Artigo veiculado na 26ª edição do Jornal Estado de Direito, ano IV, 2010.
Bruno Espiñeira Lemos*
O jornal britânico The Guardian em sua edição de 21 de julho próximo passado, nos fez lembrar de um evento histórico que terá lugar no dia 28 de julho deste ano de 2010, na ONU, e que tratará do “direito humano à água”.
O referido debate ocorrerá em virtude de uma resolução apresentada em 17 de junho à ONU pelo embaixador da Bolívia na referida organização, apoiada por 23 (vinte e três) outros países, na qual se pretende ver discutida e aprovada dita proposição na qual reconhece o direito de acesso à água potável e ao saneamento, como um direito humano fundamental.
O referido artigo aponta para um cenário mundial no qual cerca de 2 bilhões de pessoas vivem em áreas de carência de água no mundo, assim como 3 bilhões delas não tem água encanada a menos de um quilômetro da sua moradia.
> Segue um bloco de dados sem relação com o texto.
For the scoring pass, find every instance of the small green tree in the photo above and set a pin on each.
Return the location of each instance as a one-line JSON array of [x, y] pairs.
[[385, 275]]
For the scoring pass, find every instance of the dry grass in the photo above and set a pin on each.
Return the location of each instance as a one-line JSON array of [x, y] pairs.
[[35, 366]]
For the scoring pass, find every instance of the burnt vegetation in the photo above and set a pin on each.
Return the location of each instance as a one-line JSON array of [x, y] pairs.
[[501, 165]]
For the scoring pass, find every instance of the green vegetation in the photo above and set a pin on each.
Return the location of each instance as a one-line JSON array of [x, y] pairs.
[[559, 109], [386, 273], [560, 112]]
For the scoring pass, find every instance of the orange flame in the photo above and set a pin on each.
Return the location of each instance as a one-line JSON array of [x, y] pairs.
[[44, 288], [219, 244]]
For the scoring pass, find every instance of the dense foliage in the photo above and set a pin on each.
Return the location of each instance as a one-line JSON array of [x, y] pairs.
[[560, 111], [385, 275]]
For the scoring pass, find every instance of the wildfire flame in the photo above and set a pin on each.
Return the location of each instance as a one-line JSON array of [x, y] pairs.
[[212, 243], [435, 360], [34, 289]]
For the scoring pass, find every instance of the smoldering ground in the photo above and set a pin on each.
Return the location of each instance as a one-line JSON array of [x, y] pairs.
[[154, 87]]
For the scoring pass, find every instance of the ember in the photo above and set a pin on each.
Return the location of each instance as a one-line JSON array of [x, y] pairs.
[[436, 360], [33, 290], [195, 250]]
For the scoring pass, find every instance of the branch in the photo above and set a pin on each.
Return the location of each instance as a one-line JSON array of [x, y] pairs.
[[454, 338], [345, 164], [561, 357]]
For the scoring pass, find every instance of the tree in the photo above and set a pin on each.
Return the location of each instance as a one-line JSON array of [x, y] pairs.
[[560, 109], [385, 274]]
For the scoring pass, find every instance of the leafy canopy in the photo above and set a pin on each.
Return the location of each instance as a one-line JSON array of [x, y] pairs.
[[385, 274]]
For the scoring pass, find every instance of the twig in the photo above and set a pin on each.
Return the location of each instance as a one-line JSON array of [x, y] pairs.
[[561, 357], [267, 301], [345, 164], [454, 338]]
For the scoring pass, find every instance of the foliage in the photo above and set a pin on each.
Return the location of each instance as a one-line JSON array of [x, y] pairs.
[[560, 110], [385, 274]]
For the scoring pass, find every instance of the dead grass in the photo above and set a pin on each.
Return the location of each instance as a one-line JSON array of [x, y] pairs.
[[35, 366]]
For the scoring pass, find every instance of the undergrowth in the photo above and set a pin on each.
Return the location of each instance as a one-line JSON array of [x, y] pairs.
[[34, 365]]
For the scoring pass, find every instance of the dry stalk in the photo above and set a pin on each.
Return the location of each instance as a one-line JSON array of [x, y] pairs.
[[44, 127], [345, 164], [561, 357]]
Soma-se ao cenário composto no periódico, a morte de uma criança a cada oito segundos em virtude de doenças provocadas por água de má-qualidade ou mesmo por sua própria falta, fenômenos estes perfeitamente evitáveis se suas famílias pudessem “pagar” por água limpa. Ali se faz contar também a informação de que recente relatório do Banco Mundial, prevê que no ano de 2030, a procura por água no mundo irá exceder a oferta em mais de 40%, a predizer um “sofrimento terrível” e eu diria a mais, para grande parcela da humanidade.
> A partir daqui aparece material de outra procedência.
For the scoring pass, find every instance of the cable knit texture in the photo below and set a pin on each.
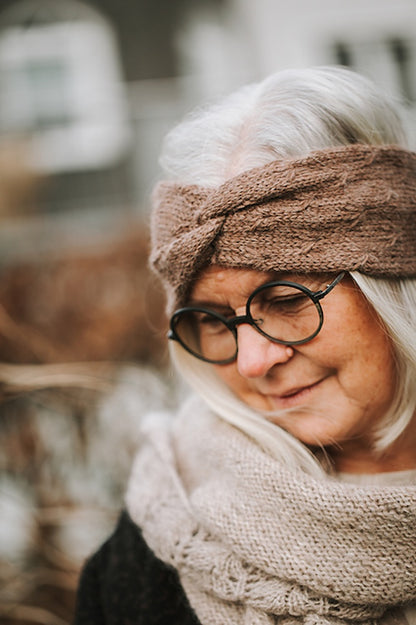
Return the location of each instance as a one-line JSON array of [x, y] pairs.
[[253, 541], [347, 208]]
O problema ao que se pode perceber de modo claro é o foco de mercadoria que ainda se direciona à água no mundo. Nesse diapasão, todas as soluções e decisões de órgãos como o próprio Banco Mundial, o Conselho Mundial da Água e da Organização Mundial do Comércio trazem ínsitas ou diretamente soluções de mercado. E os países “desenvolvidos” que tanto defendem a alimentação, a “segurança alimentar” como um direito humano universal, esquecem que o direito à água engloba aquele direito e se faz mesmo ainda mais importante.
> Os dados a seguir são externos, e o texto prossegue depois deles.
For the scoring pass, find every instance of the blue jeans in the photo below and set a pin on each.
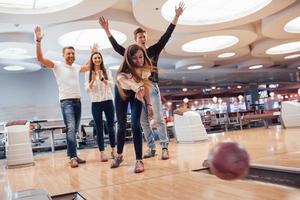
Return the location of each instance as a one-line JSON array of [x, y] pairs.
[[160, 124], [71, 111], [108, 108], [121, 110]]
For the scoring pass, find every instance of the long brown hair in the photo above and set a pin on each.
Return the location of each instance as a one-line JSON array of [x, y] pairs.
[[128, 66], [92, 66]]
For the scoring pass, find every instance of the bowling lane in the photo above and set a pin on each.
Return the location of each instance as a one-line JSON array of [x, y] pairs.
[[192, 185]]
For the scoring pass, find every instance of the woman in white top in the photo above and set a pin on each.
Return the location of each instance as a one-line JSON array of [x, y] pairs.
[[99, 83], [132, 88]]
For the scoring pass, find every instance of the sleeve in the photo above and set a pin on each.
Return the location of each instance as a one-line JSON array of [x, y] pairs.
[[110, 80], [87, 88], [146, 74], [158, 47], [128, 83], [117, 47]]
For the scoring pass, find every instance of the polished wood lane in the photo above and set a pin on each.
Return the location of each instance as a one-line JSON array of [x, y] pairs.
[[170, 179]]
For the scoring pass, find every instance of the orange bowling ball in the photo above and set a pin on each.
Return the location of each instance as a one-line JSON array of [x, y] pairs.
[[229, 161]]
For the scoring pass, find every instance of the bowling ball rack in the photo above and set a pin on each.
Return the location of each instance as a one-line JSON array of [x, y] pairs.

A água como propriedade pública deve servir de paradigma para todas as nações desenvolvidas, em desenvolvimento ou mesmo em situação de desenvolvimento vulnerável. Mais que uma simples necessidade, a água é um direito natural, um direito inato de todos os povos, pois a água compõe a vida e a sua própria fonte. A humanidade deve caminhar no sentido de afastar da água, o componente de mercadoria que somente interessa e é imposto por poucas e grandes corporações que influenciam governos.
Enfim, a água cada vez mais se torna uma fonte gigantesca de poder. A evolução e a segurança da própria humanidade tornam imperioso que o controle dos recursos hídricos, aqui se considerando a água e o próprio saneamento básico, saiam das mãos de poucos, para que possam seguir como bem pertencente a todos, blindados contra qualquer forma de apropriação que não seja em benefício da própria humanidade assim considerada.
* Advogado. Procurador do Estado da Bahia. Mestre em Direito – UFBa. Doutorando em Direito – UBA. Prof. Direito Constitucional. Ex-Procurador Federal.